The Hermosa Beach City Council has decided to move forward with drafting an ordinance that would ban smoking in most public spaces, including Pier Plaza, public parking lots, the Strand, Greenbelt and other city parks.
The council in a meeting Tuesday night voted 4-1 to direct city staffers to draft the law, which will be presented at a council meeting on Oct. 25.
Councilman Kit Bobko voted against the measure.
When the council discussed banning smoking in January, he said that adding to the list of places where people can’t smoke and then penalizing those who do “is so Orwellian that I think Orwell would be offended by it.”
The new smoking measure, if approved in October, would be on top of the law that already bans smoking on the beach and in city-owned buildings.
Bobko asked city staffers Tuesday if the law would make it illegal to smoke near the Strand even if on private property, and City Attorney Michael Jenkins said that it would not.

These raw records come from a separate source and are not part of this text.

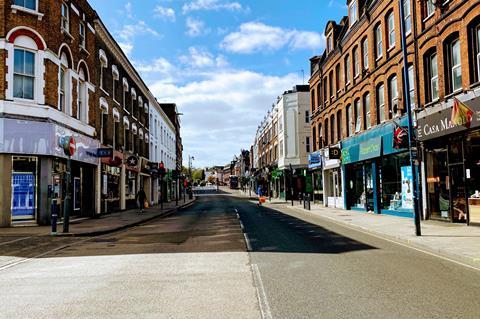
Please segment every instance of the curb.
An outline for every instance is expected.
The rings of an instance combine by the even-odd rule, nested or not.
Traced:
[[[400,236],[388,235],[388,234],[381,233],[381,232],[376,231],[376,230],[372,230],[372,229],[369,229],[369,228],[366,228],[366,227],[363,227],[363,226],[353,224],[353,223],[337,220],[333,217],[324,216],[324,215],[320,215],[320,214],[315,214],[315,213],[312,213],[311,211],[305,210],[301,207],[296,207],[296,206],[292,207],[292,206],[285,206],[285,205],[282,205],[282,206],[284,206],[283,208],[294,209],[294,210],[297,210],[297,211],[302,212],[302,213],[310,213],[312,216],[315,216],[315,217],[318,217],[318,218],[321,218],[321,219],[325,219],[325,220],[327,220],[329,222],[332,222],[334,224],[337,224],[339,226],[347,227],[347,228],[350,228],[352,230],[357,230],[357,231],[360,231],[360,232],[363,232],[363,233],[366,233],[366,234],[370,234],[370,235],[373,235],[373,236],[376,236],[376,237],[379,237],[379,238],[382,238],[382,239],[385,239],[385,240],[403,245],[403,246],[408,247],[408,248],[417,249],[417,250],[420,250],[424,253],[436,255],[437,257],[446,258],[446,259],[448,259],[452,262],[460,263],[464,266],[469,266],[469,267],[471,267],[475,270],[480,270],[480,259],[479,258],[465,257],[463,255],[455,254],[455,253],[452,253],[450,251],[446,251],[444,249],[432,248],[428,245],[413,242],[410,239],[406,239],[406,238],[403,238],[403,237],[400,237]],[[285,212],[278,209],[280,207],[270,206],[269,208],[277,210],[277,211],[279,211],[283,214],[286,214]]]
[[[179,205],[175,208],[169,209],[167,211],[155,214],[153,216],[149,216],[149,217],[141,219],[141,220],[137,220],[137,221],[132,222],[132,223],[121,225],[121,226],[117,226],[117,227],[113,227],[113,228],[109,228],[109,229],[103,229],[103,230],[96,230],[96,231],[91,231],[91,232],[68,233],[68,234],[59,233],[59,234],[55,235],[55,237],[96,237],[96,236],[101,236],[101,235],[105,235],[105,234],[109,234],[109,233],[114,233],[114,232],[121,231],[121,230],[124,230],[124,229],[127,229],[127,228],[131,228],[131,227],[135,227],[135,226],[138,226],[138,225],[141,225],[141,224],[144,224],[144,223],[148,223],[148,222],[150,222],[150,221],[152,221],[156,218],[170,216],[170,215],[172,215],[173,213],[175,213],[179,210],[190,207],[195,202],[196,202],[196,199],[194,199],[193,201],[191,201],[189,203],[185,203],[183,205]]]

Mayor Howard Fishman and Mayor Pro Tem Jeff Duclos introduced the smoking ban idea after a report was released by the Los Angeles County Department of Public Health last year that ranked Hermosa Beach amongst the worst for smoking prevalence—listing the city as 115th out of 127 communities.
Duclos championed the new ordinance as a law that would curb litter and secondhand smoke while allowing smokers themselves the chance to quit.

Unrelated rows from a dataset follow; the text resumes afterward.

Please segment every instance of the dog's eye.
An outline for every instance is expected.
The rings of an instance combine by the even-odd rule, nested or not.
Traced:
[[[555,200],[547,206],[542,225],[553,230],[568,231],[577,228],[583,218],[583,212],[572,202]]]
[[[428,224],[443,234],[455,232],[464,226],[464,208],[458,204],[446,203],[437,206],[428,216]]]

“I’ve dealt with this situation with my wife for years, who’s quit on numerous occasions but really would love to have that cigarette,” Duclos said. “For her, what some people would find repellent—the smell of cigarette smoke—has the absolute opposite effect,” and makes it harder to quit smoking, he concluded.

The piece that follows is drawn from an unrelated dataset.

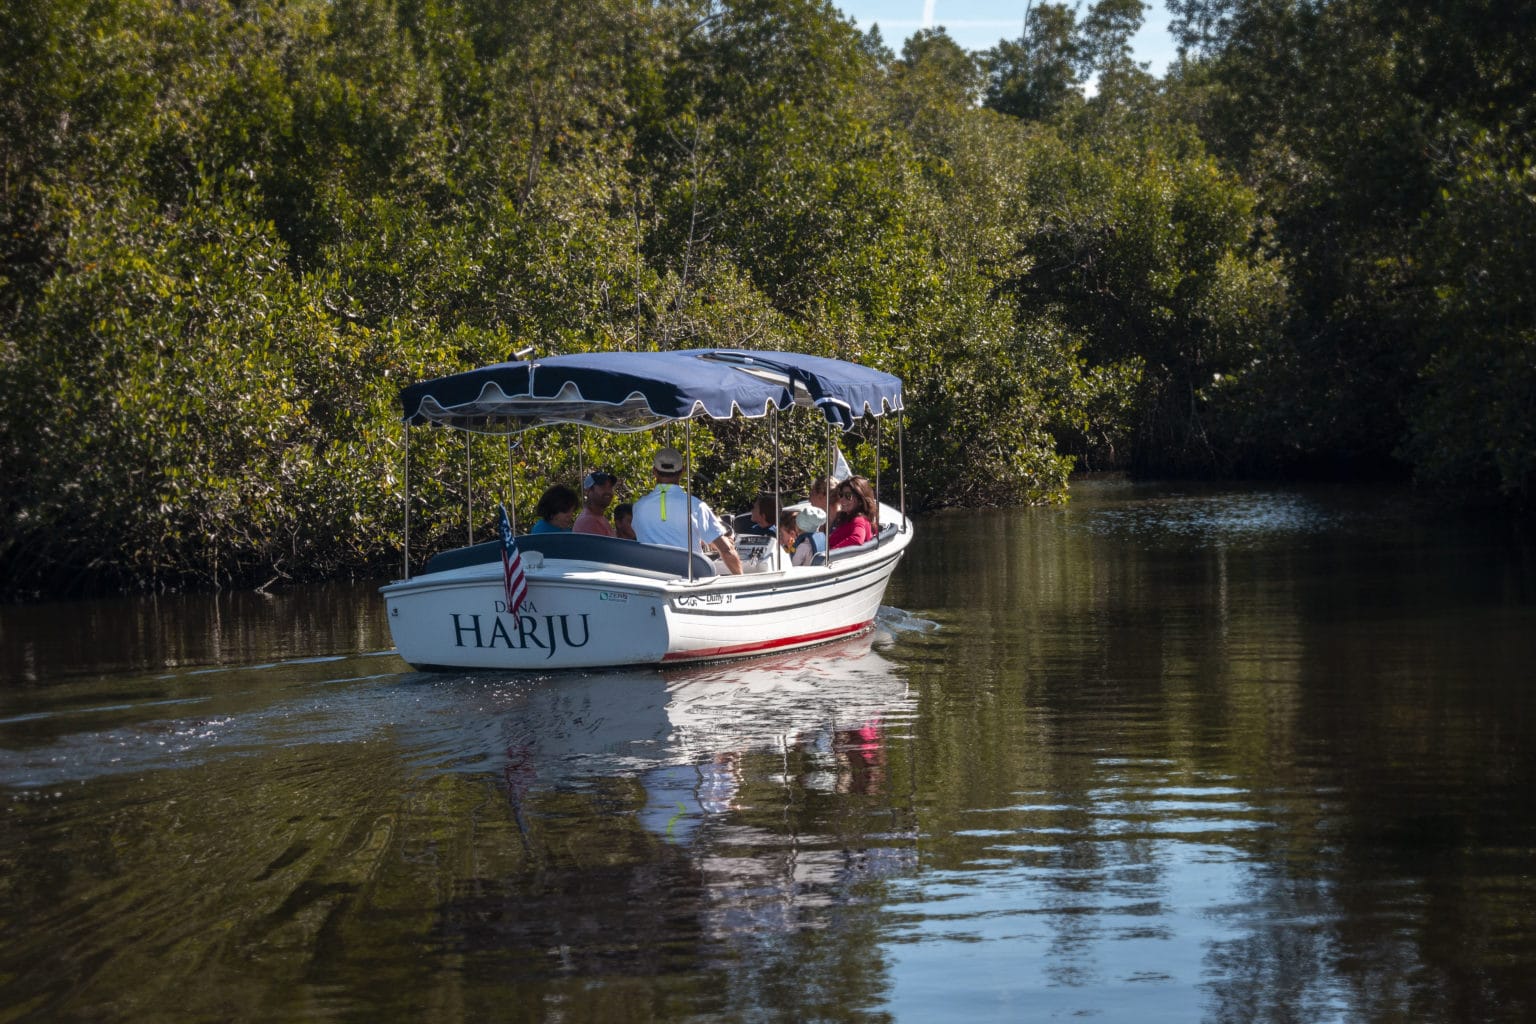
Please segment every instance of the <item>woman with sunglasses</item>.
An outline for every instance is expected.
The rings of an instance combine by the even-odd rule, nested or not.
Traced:
[[[829,548],[848,548],[875,539],[879,530],[880,509],[875,503],[875,489],[861,476],[851,476],[832,492],[832,533]]]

City Councilman Michael DiVirgilio also spoke to personal reasons for moving forward with the smoking prohibition.
“I watched as a teenager my grandfather shrivel trying to breathe. I have a very real, very visceral memory of what smoking can do to somebody,” he said.
About 443,000 people die prematurely from smoking-related causes and secondhand smoke nationwide each year, according to the Centers for Disease Control.